My mother was 17, cancer-orphaned,

about to be married when she saw the blood.

She thought she was injured or dying

of the family curse.


II.

They used to say cramps were all in our heads

And true, when I sat in the school nurse's

office at 11 or 12, or lay on the cot

away from the stress of the classroom,


I felt better.


But how to explain the agony at twenty?

I could not have in any way wished

that upon my aspirationally pristine self:

newly married, sweating, incontinent, trembling.

Or ten years later, shakily presenting in suits to suits.


Later they said the worst pain is childbirth,

and the worst cramps are as bad as labor.
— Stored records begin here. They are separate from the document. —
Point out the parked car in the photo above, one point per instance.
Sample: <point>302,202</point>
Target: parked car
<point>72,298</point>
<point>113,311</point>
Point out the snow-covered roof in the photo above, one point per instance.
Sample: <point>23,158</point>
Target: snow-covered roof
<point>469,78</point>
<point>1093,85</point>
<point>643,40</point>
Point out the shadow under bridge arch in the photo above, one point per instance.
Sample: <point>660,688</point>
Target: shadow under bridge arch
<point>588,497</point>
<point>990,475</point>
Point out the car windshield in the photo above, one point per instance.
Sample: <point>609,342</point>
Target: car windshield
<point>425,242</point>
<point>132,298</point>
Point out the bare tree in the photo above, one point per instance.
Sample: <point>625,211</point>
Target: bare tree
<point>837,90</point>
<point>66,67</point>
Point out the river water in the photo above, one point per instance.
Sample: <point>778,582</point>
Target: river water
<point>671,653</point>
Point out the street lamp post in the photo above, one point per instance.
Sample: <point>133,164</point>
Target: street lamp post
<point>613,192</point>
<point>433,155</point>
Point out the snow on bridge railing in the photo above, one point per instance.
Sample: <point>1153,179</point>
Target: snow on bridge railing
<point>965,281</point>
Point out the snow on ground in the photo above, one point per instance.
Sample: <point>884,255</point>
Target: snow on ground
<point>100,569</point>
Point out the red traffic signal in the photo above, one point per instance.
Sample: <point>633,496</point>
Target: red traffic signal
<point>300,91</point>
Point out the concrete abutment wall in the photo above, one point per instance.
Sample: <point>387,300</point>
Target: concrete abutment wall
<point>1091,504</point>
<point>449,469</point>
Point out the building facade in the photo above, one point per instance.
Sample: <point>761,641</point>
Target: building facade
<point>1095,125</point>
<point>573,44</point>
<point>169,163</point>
For sixty days a year times forty years

I patched together regimes of Advil, alcohol, exercise,

sugar, sex, eventually hormones, and, unlike many,

now, so scared that the train pulling up to the station

will jump its tracks, I was and remain ecstatic

at this journey's termination.


III.

Write the woman’s name on a piece of paper. It won't hurt her,

they assured me. It only keeps her from further hurting you.

Put it in a plastic container, sealed in your freezer.

Something happened. Something terrible.

I hope she learned from it. I hope I did.




 

Julie Benesh has published work in Tin House, Crab Orchard Review, Florida Review, Another Chicago Magazine (forthcoming), Hobart, JMWW, Maudlin House, New World Writing, Cleaver, Sky Island Journal (forthcoming) and elsewhere. She is a graduate of Warren Wilson College's MFA Program and the recipient of an Illinois Arts Council Grant. Read more at juliebenesh.com.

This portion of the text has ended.